In the meantime, she’s maintained ties to campus where possible. Last fall she audited a statistics course; she and a College friend had begun teaching each other Spanish, and they’ve kept talking. She has also stayed in touch with Matt Saunders, professor of art, film, and visual studies, whose course “Painting’s Doubt” she took in 2021. It asked students to explore how “hands-on art-making,” according to the course description, “lead[s] us to perceive, represent, and inhabit our world differently”—a question that now speaks to Jensen more urgently than ever. Corresponding with Saunders from her home 30 minutes outside of Copenhagen, she’s continued learning from him informally, working to hone her technique. Last November, she finished a portrait that had consumed a year’s worth of work, depicting Sophie Haerstorp Anderson, Lord Mayor of Copenhagen: dressed in a suit of deep, warm blue, she stands framed by a geometric red-and-gray background, her pose powerful, a delicate gold bracelet dangling at her wrist.

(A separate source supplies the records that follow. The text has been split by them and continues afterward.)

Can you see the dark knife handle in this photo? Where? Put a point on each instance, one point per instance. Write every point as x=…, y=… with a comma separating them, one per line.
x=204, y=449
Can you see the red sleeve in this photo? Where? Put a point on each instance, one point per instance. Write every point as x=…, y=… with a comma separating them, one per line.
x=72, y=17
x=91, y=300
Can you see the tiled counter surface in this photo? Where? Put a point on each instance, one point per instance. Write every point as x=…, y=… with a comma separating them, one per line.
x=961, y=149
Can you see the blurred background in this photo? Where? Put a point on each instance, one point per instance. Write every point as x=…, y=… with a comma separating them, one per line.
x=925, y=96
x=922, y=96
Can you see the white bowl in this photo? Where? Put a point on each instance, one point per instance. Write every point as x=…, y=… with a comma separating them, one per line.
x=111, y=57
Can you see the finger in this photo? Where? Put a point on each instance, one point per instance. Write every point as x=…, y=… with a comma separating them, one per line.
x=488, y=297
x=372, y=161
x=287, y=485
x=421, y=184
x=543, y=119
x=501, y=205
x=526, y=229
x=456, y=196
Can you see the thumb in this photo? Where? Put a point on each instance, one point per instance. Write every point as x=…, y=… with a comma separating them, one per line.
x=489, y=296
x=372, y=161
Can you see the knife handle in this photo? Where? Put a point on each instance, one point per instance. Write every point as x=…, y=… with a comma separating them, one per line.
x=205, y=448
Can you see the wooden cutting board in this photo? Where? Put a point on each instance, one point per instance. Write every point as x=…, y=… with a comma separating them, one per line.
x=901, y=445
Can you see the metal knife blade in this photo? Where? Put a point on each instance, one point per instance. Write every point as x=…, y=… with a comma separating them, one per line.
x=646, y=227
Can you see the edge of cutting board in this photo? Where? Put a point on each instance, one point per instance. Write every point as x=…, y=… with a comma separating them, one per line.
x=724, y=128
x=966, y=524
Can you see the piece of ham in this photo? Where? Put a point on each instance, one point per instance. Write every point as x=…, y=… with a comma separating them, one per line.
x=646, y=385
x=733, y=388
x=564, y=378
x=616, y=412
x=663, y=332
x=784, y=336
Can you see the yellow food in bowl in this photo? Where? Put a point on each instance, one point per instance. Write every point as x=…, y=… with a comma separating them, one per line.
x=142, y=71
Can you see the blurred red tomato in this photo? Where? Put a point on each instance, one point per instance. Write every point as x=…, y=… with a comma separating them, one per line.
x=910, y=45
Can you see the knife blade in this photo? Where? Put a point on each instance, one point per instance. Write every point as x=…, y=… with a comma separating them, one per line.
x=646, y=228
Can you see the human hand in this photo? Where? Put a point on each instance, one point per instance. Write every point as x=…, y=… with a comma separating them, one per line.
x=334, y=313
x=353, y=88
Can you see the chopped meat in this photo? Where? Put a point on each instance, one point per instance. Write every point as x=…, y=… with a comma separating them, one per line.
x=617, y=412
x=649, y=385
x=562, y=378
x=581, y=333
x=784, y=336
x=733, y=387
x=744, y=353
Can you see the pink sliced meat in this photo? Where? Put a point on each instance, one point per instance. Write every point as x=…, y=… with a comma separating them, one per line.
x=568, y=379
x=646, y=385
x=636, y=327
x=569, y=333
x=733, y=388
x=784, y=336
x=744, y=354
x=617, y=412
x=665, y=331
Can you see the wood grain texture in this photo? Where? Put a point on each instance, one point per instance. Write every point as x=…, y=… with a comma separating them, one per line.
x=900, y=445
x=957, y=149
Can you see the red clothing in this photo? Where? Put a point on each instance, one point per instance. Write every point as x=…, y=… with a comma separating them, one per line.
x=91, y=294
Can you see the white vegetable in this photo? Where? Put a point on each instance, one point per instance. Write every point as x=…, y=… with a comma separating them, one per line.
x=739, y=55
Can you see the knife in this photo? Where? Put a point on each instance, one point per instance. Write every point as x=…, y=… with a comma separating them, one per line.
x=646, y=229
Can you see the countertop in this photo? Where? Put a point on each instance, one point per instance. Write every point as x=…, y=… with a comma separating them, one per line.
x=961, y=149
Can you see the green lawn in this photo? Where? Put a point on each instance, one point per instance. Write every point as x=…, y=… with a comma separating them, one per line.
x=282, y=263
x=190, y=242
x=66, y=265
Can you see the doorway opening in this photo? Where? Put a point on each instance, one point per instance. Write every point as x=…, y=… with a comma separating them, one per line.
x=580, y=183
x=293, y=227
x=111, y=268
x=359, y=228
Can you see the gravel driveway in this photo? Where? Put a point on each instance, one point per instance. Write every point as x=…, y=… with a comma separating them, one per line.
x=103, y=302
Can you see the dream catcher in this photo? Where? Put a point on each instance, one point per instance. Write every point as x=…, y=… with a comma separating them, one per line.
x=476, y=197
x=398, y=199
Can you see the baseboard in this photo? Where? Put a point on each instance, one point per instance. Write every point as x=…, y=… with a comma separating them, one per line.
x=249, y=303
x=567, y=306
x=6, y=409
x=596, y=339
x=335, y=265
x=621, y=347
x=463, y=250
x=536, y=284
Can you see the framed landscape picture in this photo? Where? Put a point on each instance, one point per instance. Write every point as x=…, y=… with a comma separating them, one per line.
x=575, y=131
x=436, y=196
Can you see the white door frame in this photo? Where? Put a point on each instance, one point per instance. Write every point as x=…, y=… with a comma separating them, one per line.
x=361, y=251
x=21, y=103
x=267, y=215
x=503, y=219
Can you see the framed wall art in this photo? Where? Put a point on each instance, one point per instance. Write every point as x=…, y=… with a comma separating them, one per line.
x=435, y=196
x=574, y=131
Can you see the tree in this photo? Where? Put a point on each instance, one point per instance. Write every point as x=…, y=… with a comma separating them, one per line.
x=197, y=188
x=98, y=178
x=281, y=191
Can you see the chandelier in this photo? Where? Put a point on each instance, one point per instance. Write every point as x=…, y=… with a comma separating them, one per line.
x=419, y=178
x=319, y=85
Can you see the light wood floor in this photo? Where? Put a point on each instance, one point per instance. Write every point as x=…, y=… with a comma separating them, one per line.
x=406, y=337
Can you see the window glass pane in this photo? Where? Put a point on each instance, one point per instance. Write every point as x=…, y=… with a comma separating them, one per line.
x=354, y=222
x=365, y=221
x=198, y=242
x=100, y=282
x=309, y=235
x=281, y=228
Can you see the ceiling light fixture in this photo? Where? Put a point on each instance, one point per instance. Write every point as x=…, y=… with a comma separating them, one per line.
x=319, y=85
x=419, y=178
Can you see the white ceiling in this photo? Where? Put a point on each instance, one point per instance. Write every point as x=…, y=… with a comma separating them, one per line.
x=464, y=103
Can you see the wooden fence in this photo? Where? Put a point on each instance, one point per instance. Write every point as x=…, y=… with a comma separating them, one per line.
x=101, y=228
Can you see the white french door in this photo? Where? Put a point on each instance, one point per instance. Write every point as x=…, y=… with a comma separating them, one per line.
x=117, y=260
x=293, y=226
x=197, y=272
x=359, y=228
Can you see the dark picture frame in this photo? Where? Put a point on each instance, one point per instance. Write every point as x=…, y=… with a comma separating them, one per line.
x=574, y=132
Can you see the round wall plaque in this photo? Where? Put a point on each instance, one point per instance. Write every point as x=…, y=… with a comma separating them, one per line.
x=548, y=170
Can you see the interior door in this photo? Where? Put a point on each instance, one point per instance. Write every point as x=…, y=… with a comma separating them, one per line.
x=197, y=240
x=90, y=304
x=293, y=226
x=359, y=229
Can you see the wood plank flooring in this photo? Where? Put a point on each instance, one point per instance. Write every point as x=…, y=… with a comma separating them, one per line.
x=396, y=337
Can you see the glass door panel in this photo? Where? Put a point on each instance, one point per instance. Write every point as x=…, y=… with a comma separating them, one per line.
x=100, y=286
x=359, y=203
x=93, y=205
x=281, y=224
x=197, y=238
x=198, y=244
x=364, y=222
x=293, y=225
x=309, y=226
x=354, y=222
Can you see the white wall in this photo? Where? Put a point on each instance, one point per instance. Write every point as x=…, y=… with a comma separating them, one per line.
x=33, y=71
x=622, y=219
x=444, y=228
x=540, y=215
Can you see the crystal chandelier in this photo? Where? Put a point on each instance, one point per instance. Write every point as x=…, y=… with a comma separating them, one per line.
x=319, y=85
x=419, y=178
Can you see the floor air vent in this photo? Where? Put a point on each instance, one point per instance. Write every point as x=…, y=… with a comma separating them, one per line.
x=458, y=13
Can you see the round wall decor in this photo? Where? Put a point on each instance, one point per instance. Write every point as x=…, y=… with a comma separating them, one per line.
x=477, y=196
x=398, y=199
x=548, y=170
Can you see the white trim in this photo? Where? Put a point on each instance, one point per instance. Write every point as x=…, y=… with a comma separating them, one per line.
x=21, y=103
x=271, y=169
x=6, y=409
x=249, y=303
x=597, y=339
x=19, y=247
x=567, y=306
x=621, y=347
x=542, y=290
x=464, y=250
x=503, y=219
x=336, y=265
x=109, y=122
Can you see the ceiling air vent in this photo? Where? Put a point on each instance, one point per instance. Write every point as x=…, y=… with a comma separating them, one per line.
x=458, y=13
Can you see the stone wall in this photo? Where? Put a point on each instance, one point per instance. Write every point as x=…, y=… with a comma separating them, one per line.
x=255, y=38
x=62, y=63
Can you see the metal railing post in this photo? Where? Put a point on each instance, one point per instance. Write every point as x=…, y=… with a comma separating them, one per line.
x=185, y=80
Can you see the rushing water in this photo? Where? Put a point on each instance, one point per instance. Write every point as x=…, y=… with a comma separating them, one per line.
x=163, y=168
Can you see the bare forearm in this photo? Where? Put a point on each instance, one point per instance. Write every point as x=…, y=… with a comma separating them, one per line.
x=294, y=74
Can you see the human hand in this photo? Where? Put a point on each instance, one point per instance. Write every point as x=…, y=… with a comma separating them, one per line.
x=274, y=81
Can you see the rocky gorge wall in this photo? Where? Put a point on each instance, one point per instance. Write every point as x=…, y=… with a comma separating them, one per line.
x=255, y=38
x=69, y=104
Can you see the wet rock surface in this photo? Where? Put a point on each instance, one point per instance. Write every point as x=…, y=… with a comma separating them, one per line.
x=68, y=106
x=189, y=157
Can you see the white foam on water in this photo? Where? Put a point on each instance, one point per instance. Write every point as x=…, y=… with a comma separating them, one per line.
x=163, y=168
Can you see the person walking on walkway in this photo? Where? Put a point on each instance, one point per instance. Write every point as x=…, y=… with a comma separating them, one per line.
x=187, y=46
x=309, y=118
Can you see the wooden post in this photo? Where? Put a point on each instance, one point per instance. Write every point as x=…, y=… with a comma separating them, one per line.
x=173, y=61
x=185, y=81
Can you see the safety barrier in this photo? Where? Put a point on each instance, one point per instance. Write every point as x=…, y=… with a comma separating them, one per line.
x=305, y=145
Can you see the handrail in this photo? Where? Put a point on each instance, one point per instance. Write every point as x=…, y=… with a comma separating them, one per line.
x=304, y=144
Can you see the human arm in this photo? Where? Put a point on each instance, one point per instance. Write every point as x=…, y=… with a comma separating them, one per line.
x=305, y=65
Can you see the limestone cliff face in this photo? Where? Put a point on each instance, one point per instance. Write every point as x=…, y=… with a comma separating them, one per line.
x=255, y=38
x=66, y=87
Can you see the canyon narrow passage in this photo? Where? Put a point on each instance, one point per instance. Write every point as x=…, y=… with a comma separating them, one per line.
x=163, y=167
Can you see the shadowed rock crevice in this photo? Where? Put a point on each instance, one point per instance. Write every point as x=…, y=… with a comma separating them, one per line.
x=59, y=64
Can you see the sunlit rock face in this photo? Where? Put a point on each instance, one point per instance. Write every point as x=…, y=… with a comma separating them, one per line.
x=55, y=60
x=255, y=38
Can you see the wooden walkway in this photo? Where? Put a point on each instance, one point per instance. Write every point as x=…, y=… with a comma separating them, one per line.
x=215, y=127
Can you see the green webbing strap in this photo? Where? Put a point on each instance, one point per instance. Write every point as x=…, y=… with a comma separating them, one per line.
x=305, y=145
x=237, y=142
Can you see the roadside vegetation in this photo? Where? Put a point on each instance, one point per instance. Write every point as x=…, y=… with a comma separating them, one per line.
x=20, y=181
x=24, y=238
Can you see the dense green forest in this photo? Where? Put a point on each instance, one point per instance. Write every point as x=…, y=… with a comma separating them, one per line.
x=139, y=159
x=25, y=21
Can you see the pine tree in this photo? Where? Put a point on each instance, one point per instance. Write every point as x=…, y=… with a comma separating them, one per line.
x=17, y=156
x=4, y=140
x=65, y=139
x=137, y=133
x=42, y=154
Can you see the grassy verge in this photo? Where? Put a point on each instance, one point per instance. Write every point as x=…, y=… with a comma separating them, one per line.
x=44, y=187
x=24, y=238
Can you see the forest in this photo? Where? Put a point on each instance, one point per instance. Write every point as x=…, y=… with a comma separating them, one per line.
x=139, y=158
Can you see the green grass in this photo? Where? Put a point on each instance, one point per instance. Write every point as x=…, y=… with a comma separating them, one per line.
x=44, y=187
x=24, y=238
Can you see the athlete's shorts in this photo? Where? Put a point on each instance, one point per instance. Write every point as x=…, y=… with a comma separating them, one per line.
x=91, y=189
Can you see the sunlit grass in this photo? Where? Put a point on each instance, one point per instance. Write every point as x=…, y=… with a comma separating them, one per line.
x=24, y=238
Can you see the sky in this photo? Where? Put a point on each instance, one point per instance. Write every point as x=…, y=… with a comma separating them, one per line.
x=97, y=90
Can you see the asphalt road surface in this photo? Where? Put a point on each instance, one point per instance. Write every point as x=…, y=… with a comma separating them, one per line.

Jensen looks forward to resuming her formal artistic studies, and she’s as set as ever, she says, on a concentration in government. She’s motivated partly by her dedication to autism issues but also by her experience of being sick. Much of her recovery has involved learning how to better regulate her nervous system so that normal exertion doesn’t overwhelm her; the effort has been painstaking but transformative, she says, and she’s interested in working with organizations that help others with dysregulated nervous systems, which some studies have shown can contribute to chronic conditions like hers, as well as other health problems such as anxiety, depression, and metabolic abnormalities. Recalling her freshman year, she says, “My nervous system was completely shot that first semester. I did well academically, but I just had no grasp on what was important for me….And there are so many people like that, at Harvard and other places.”
That revelation is partly why she now also lingers on memories of Harvard activities that may have seemed ancillary at the time, like joining the Krav Maga Club and learning the Israeli martial art. She took a class called “Archaeology of Inequality,” examining how the remains of past societies reveal layers of inequality—or its opposite. The course so fascinated Jensen that she’s considering a second concentration in archaeology. “I’m more about pursuing my interests now than getting a specific job or a specific accomplishment,” she says. “Just focusing on finding happiness and maybe helping other people feel a little bit better. That’s the kind of thing you realize when you lose everything that you know.”
Throughout her recovery, her artwork has sustained her, helping Jensen keep a sense of buoyancy, which remains striking even now, as she speaks via video chat from her parents’ home on a gray midwinter evening in Denmark. She describes how her experiences have begun to shape her artwork: she’s developing an idea for a new portrait—but an imagined one—of a woman standing in a puddle, holding a balloon, drenched despite her yellow raincoat and boots, wet hair blown back by the wind. “It’s a lot about feeling unwell,” Jensen says, but the idea is larger than that. She envisions a romanticized landscape in the background, perhaps something incongruously sunny and bright. It’s an image, she says, of fragility and strength, both ominous and optimistic, filled with the kind of poise and self-assurance that, in spite of everything, Jensen still exudes.